At IBM, work is more than a job – it’s a calling: To build. To design. To code. To consult. To think along with clients and sell. To make markets. To invent. To collaborate. Not just to do something better, but to attempt things you’ve never thought possible. Are you ready to lead in this new era of technology and solve some of the world’s most challenging problems? If so, lets talk.
Your Role and Responsibilities
The developer and Site Reliability Engineer (SRE) teams both care about reliability, availability, performance, scalability, efficiency, and feature and launch velocity. However, SRE’s operate under different incentives, mainly favoring service long-term viability over new feature launches. SRE’s are responsible for ensuring services are resilient, responsive and have an up time appropriate to customer’s needs whilst controlling capacity and performance. Additionally, improving these services in a highly dynamic environment.
In summary, SRE is an engineering discipline that combines software, infrastructure and systems engineering to build and run large-scale, massively distributed, fault-tolerant systems.
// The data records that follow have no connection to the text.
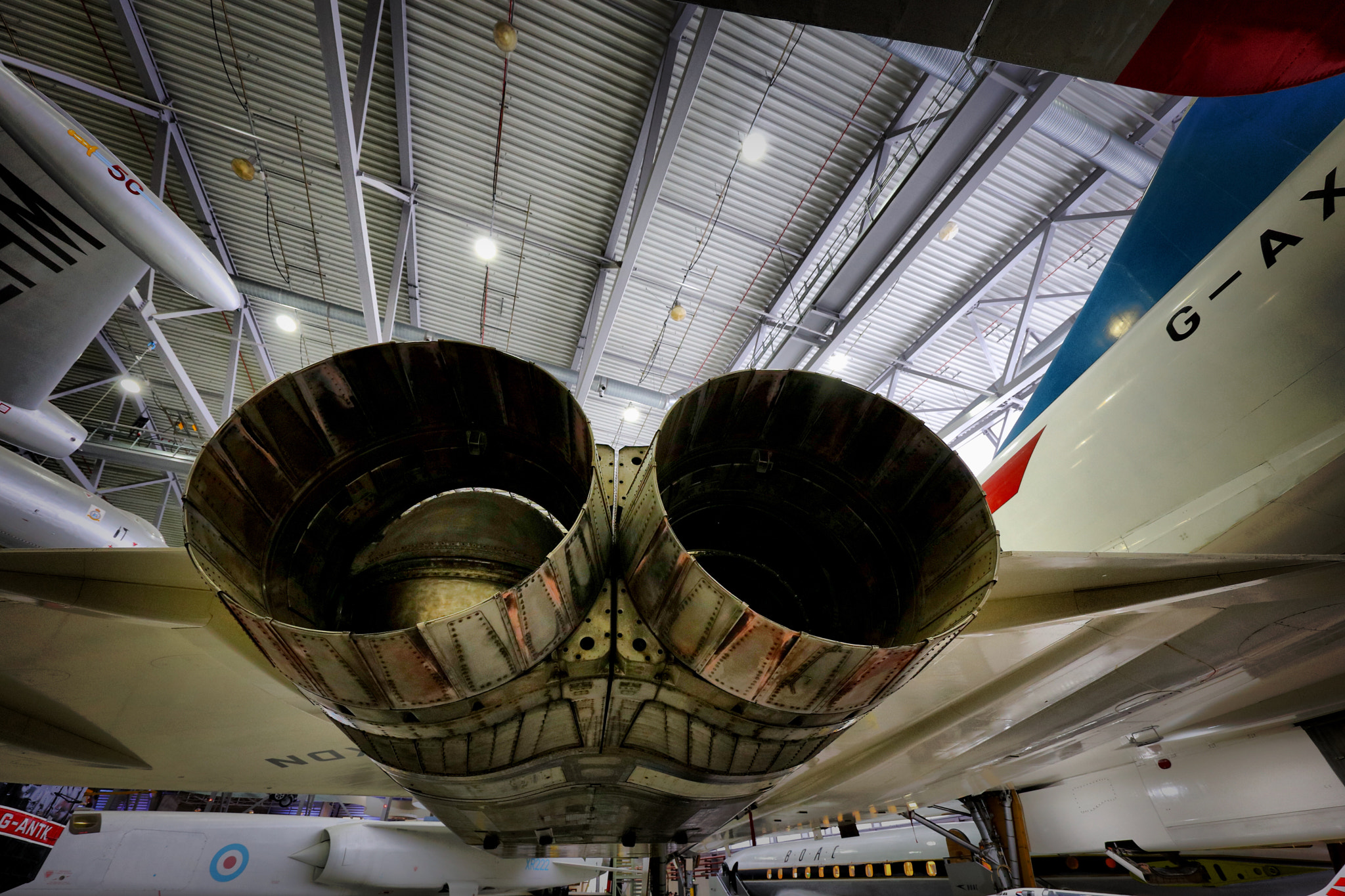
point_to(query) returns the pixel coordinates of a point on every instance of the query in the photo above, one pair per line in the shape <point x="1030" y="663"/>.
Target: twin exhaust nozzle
<point x="422" y="538"/>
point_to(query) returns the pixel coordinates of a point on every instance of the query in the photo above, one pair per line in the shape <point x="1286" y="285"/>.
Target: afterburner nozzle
<point x="802" y="543"/>
<point x="384" y="524"/>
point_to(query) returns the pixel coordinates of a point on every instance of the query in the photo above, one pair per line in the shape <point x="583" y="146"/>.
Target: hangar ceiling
<point x="606" y="159"/>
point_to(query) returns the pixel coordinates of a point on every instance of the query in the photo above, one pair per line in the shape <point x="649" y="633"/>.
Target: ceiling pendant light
<point x="753" y="147"/>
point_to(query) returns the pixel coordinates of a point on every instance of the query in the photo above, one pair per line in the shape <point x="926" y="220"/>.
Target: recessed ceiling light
<point x="753" y="147"/>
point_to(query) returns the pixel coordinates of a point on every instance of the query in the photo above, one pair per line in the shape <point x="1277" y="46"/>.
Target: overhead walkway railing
<point x="141" y="446"/>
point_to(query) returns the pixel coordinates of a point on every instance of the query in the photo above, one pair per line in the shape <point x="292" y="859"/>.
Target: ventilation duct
<point x="1061" y="123"/>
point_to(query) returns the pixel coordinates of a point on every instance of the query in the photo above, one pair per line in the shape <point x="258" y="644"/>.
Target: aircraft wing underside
<point x="1072" y="653"/>
<point x="125" y="671"/>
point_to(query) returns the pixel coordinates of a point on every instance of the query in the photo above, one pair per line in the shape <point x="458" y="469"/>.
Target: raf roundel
<point x="229" y="863"/>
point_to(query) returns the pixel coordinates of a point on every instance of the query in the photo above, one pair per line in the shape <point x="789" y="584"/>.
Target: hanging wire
<point x="252" y="128"/>
<point x="313" y="228"/>
<point x="518" y="273"/>
<point x="793" y="215"/>
<point x="791" y="43"/>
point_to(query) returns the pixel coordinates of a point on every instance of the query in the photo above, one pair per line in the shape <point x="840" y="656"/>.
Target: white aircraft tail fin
<point x="62" y="276"/>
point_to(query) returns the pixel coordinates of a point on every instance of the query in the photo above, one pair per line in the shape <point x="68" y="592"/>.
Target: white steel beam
<point x="1168" y="112"/>
<point x="227" y="405"/>
<point x="81" y="85"/>
<point x="365" y="74"/>
<point x="975" y="416"/>
<point x="1020" y="333"/>
<point x="858" y="190"/>
<point x="640" y="161"/>
<point x="146" y="313"/>
<point x="992" y="277"/>
<point x="403" y="101"/>
<point x="650" y="192"/>
<point x="109" y="350"/>
<point x="837" y="295"/>
<point x="347" y="156"/>
<point x="170" y="141"/>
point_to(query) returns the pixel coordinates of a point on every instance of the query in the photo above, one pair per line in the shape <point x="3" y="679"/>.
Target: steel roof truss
<point x="982" y="116"/>
<point x="651" y="186"/>
<point x="347" y="156"/>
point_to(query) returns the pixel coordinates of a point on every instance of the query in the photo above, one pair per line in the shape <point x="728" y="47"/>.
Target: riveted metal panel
<point x="331" y="660"/>
<point x="471" y="651"/>
<point x="405" y="670"/>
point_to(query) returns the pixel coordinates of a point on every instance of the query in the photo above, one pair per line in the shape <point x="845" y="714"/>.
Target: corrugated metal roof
<point x="724" y="237"/>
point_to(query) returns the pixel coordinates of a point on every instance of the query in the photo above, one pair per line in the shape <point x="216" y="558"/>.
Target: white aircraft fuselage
<point x="206" y="853"/>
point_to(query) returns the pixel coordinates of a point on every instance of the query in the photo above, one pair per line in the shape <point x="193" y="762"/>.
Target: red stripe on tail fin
<point x="1005" y="481"/>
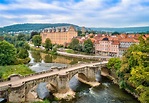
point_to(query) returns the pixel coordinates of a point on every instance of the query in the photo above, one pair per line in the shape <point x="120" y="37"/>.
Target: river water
<point x="107" y="92"/>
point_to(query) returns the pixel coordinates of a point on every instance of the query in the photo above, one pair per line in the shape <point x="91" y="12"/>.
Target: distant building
<point x="83" y="30"/>
<point x="115" y="45"/>
<point x="59" y="35"/>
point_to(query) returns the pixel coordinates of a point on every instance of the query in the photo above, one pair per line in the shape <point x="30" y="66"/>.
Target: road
<point x="83" y="56"/>
<point x="20" y="81"/>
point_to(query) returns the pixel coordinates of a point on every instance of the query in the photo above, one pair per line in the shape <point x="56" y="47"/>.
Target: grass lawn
<point x="6" y="71"/>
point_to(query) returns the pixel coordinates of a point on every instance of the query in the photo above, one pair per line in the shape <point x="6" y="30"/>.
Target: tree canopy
<point x="134" y="70"/>
<point x="37" y="40"/>
<point x="48" y="44"/>
<point x="88" y="46"/>
<point x="7" y="53"/>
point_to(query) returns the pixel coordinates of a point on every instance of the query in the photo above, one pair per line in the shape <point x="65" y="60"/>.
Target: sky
<point x="88" y="13"/>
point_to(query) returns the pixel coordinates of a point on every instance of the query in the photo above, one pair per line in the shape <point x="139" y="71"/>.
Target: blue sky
<point x="89" y="13"/>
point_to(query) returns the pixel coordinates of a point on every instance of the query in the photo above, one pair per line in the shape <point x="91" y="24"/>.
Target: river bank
<point x="111" y="75"/>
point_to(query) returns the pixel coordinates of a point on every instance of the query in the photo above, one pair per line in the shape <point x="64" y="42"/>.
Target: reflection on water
<point x="37" y="57"/>
<point x="43" y="62"/>
<point x="107" y="92"/>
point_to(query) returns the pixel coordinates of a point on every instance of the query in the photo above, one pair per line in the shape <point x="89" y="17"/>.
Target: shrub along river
<point x="107" y="92"/>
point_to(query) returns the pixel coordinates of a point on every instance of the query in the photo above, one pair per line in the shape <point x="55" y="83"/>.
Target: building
<point x="107" y="47"/>
<point x="115" y="45"/>
<point x="59" y="35"/>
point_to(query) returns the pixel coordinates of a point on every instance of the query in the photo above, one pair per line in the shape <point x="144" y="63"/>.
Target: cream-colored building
<point x="59" y="35"/>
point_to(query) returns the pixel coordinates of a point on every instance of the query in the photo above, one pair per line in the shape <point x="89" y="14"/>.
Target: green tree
<point x="23" y="53"/>
<point x="114" y="63"/>
<point x="37" y="40"/>
<point x="33" y="34"/>
<point x="21" y="37"/>
<point x="7" y="53"/>
<point x="26" y="46"/>
<point x="74" y="44"/>
<point x="48" y="44"/>
<point x="88" y="46"/>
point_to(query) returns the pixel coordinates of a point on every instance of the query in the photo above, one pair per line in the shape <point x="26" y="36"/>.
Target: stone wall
<point x="59" y="81"/>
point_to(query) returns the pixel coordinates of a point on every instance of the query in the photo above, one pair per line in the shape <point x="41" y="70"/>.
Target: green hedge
<point x="6" y="71"/>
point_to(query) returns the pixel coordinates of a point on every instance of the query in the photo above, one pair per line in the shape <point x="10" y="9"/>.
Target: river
<point x="107" y="92"/>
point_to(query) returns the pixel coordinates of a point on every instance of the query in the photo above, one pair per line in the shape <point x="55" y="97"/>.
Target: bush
<point x="6" y="71"/>
<point x="69" y="51"/>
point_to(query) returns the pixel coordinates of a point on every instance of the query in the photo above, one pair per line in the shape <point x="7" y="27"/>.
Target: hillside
<point x="30" y="27"/>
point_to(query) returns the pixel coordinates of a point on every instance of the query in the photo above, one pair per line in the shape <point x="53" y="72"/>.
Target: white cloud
<point x="96" y="13"/>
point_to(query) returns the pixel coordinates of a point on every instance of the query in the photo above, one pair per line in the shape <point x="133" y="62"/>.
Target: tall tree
<point x="37" y="40"/>
<point x="7" y="53"/>
<point x="88" y="46"/>
<point x="33" y="33"/>
<point x="48" y="44"/>
<point x="74" y="44"/>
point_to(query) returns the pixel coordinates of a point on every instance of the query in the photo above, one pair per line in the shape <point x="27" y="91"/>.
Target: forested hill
<point x="30" y="27"/>
<point x="126" y="29"/>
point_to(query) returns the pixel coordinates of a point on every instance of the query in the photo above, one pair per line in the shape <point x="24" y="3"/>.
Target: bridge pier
<point x="63" y="83"/>
<point x="92" y="70"/>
Day-to-day, SRE’s use automation to limit time spent on operational work and proactively identify potential risk factors and convert them into actionable improvements.
Required Technical and Professional Expertise
Experience automating problems or tasks to reduce toil (Powershell, shell, python etc.)
Knowledge of building and using observability, defining metrics or measures and dashboards, use of observability tools (Sysdig, Kibana, Prometheus, Grafana, Zabbix)
Experience with a logging and analytics framework (Splunk, LogDNA, or ELK stack)
System design knowledge (cloud-native architectures, best practices for availability and resiliency, practices and methods for problem isolation)
Experience with pipeline tools for deploying and managing applications (Travis, Jenkins)
Confident with infrastructure-as-code tools (Ansible, Terraform, Blueprints)
Confident with source control (Github, perforce)
Experience with cloud services and platforms (IBM Cloud, AWS, GCP, MS Azure)
General Linux knowledge
Network and security knowledge
Happy working using Agile practices, and JIRA